Heike Johenning Fassadendämmerung
Heike Johenning Fassadendämmerung
Mit dem Jugendstil bricht eine Fassadendämmerung an im Berlin des neuen 20. Jahrhunderts. Der preußische Historismus weicht einer neuen Ästhetik: Im Stadtbild tauchen Fassaden mit farbiger Pflanzenornamentik, rundgeführten Erkern und mythischen Fratzen auf. Für eine Kurze Zeit blühen die Fassaden auf, bevor viele von ihnen durch Krieg und Entstuckung verschwinden. Entdecken Sie mehr als 70 erhaltene Gebäude, die typisch sind für den Berliner Jugendstil.
Ergänzt wird das Buch durch zwei Spaziergänge. Sie laden zu einer Zeitreise in eine Epoche ein, die Julius Meier-Graefe als „Morgenrot der Moderne“ bezeichnete.

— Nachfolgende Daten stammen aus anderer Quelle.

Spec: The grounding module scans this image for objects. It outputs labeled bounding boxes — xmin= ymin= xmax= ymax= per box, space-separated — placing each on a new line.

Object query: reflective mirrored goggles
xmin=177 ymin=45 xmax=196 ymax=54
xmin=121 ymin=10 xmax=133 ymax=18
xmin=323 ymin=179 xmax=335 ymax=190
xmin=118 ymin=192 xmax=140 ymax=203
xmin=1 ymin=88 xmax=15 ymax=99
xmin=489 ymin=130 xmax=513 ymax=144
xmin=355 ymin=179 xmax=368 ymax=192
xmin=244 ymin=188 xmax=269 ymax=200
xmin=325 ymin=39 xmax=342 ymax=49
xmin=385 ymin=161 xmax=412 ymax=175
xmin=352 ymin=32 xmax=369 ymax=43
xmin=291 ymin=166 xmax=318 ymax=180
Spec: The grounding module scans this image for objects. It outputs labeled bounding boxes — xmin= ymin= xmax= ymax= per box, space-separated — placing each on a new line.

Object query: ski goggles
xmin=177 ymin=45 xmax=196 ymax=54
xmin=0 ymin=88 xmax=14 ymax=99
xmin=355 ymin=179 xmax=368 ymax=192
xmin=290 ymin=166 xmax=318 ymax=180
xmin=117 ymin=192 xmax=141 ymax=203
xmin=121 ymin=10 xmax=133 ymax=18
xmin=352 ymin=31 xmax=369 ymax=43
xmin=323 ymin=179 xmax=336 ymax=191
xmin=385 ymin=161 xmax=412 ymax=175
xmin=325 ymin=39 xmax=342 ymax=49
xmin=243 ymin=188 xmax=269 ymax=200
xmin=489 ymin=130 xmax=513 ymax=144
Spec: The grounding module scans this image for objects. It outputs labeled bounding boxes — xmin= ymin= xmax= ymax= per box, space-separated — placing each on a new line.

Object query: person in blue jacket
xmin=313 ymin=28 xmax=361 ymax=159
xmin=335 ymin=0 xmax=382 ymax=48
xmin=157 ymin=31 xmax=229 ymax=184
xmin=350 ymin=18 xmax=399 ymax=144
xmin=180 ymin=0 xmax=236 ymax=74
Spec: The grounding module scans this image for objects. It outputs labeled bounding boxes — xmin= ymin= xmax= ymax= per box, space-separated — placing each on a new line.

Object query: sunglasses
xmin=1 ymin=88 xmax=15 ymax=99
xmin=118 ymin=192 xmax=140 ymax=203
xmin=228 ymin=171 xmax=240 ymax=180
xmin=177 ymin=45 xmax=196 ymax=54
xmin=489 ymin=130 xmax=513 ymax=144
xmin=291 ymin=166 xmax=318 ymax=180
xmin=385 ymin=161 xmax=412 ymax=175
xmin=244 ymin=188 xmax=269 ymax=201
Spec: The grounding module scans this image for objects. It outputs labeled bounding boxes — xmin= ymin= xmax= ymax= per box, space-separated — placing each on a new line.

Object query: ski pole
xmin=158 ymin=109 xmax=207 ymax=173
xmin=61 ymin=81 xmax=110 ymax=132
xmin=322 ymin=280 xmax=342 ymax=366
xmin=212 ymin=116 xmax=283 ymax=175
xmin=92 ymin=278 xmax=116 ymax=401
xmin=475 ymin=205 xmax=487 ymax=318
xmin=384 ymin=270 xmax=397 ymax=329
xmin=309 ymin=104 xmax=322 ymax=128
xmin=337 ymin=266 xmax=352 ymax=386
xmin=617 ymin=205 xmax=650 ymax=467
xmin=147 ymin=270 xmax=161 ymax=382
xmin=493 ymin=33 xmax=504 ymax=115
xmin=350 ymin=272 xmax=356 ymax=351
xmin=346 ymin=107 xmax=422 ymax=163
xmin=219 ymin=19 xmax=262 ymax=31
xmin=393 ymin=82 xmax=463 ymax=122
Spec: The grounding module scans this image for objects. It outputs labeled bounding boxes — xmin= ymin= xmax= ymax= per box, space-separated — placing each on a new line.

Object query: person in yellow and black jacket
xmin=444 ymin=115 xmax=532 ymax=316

Heike Johenning Fassadendämmerung
Aus dem unmittelbaren Freundeskreis eine ebenso unmittelbare Empfehlung – ein Buch über den Jugendstil in Berlin – Jugendstil oder Art Nouveau ist lt. Wiki eine kunstgeschichtliche Epoche an der Wende vom 19. zum 20. Jahrhundert. Dem Jugendstil zuzuordnende Strömungen sind der Reformstil (nach der Reformbewegung), der Secessionsstil (nach der Wiener Secession), Modernisme in Katalonien, in der Schweiz Style Sapin und in den USA Tiffany Style. Neben dem im Französischen, Englischen und Italienischen dominierenden Ausdruck Art nouveau wird im Englischen auch Modern Style und im Italienischen Stile Floreale verwendet. Zeitlich gehört der Jugendstil zum Fin de Siècle.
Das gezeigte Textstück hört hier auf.